Otopark Devrimi'nden Djokovic İhtilali'ne...

 Novak Djokovic ve Vasel Pospisil'in liderliğinde örgütlenen tenisçiler, bugün tarihi bir başkaldırıya imza atarak ATP'ye paralel bir yapı oluşturdu. Geçtiğimiz yıl başkan Chris Kermode'u deyim yerindeyse saman altından su yürüterek görevinden azleden ATP Oyuncular Konseyi, yerine oy birliğiyle getirdikleri Andrea Gaudenzi'den de istediklerini alamayınca çareyi PTPA isimli yeni bir sendika kurmakta buldu.

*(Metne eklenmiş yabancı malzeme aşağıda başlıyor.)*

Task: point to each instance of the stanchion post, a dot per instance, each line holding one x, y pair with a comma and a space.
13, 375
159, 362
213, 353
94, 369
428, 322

 Sendikal faaliyetlerin amacı, işçilerin sınıfsal çıkarlarını savunmaktır. Burada da erkek tenisçiler, para ödülleri ve turnuva takvimi gibi konularda yöneticilerine söz geçirebilmenin derdinde. Her ne kadar ATP, vaktiyle bizzat tenisçiler tarafından kurulmuş olsa da daha sonrasında yönetme yetkisinin profesyonellere devredildiği bir kurum. Zira oyuncuların icra ettikleri bir sporu eş zamanlı olarak yönetmeleri mümkün değil. Ne var ki kendi haklarını korusun diye seçtikleri kişiler de genellikle turnuva organizatörlerini kayırıyor ve ortaya şekil-A'da görüldüğü türden çatışmalar çıkıyor. Nitekim bugünkü ATP Turu da benzer bir uzlaşmazlığın sonucunda doğmuştu.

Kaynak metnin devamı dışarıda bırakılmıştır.